“Raccontare la musica concentrazionaria sopravvissuta alla deportazione attraverso l’opera monumentale di Francesco Lotoro ha un duplice, importante obiettivo – sottolinea Ines Pierucci -: se da un lato, infatti, rappresenta un modo nuovo di raccontare i capitoli più bui del Novecento, dall’altro restituisce la storia al futuro, alle nuove generazioni. Alla politica spetta il compito di trasformare la memoria in sguardo potente sul domani: per questo abbiamo voluto sul palco Paride Losacco, giovanissimo e promettente musicista, che lunedì eseguirà una sonata scritta da Sandor Kuti durante la prigionia utilizzando il violino di Auschwitz*, prestatogli proprio da Lotoro per l’occasione.
Nei campi di sterminio alla musica imposta come strumento di oppressione si contrapponeva quella suonata, e talvolta composta, segretamente dai prigionieri, che proprio attraverso la musica esprimevano le proprie paure e speranze come forma di resistenza.

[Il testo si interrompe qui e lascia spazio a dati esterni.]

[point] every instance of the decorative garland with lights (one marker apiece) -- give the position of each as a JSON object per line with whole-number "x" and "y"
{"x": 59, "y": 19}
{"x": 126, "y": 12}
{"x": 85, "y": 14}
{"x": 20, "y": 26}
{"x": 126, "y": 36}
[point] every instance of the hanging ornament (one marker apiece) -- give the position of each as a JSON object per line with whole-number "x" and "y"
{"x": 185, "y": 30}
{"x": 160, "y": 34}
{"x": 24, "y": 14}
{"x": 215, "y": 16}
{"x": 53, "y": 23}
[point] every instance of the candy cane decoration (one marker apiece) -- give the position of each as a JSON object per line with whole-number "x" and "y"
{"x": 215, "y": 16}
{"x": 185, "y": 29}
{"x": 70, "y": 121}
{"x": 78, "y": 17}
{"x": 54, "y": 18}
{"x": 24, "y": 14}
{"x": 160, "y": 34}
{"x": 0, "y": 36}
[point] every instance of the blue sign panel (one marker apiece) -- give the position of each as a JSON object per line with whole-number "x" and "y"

L’opera di Lotoro è frutto di un’impresa di straordinario valore storico, civile e morale”.
Da più di trent’anni Francesco Lotoro, pianista e compositore, recupera la musica scritta nei Campi di concentramento e nei luoghi di cattività civile e militare tra il 1933, anno dell’apertura del Lager di Dachau, e il 1953, anno della morte di Stalin e graduale liberazione degli ultimi prigionieri di guerra detenuti nei Gulag sovietici. Questo libro racconta la sua ricerca, che con un instancabile lavoro di recupero, studio, revisione, esecuzione e registrazione ha portato alla costruzione di un archivio di ottomila opere di musica concentrazionaria, diecimila documenti di produzione musicale nei Campi (microfilm, diari, quaderni, registrazioni fonografiche, interviste a sopravvissuti) e tremila pubblicazioni universitarie, saggi di musica concentrazionaria e trattati musicali prodotti nei Campi.
È l’impresa epica della costruzione di un archivio straordinario e unico al mondo. Un viaggio nella Musica e nella Storia che svela un modo nuovo di raccontare i capitoli più bui del Novecento: indagando le strategie del genio creativo e dell’emozione attraverso le quali una vicenda umana può entrare in una partitura e da qui oltrepassare le maglie del suo tempo per accedere all’eternità.
“La musica prodotta in cattività,” scrive Lotoro, “aveva poteri taumaturgici, rovesciava letteralmente le coordinate umanitarie dei siti di prigionia e deportazione, polverizzava le ideologie alla base della creazione di Lager e Gulag. Forse non salvava la vita, ma sicuramente questa musica salverà noi”.
* Il violino, oggi patrimonio della Fondazione Istituto di Letteratura Musicale Concentrazionaria di Barletta, è appartenuto al violinista polacco Jan Stanislaw Hillebrand, che suonava nell’orchestra di Auschwitz. A donarlo alla Fondazione è stata la vedova, Hanna Hildebrand, che vive a Bay City, nel Michigan. Il violino è stato restaurato dal liutaio Bruno Di Pilato di Ruvo di Puglia.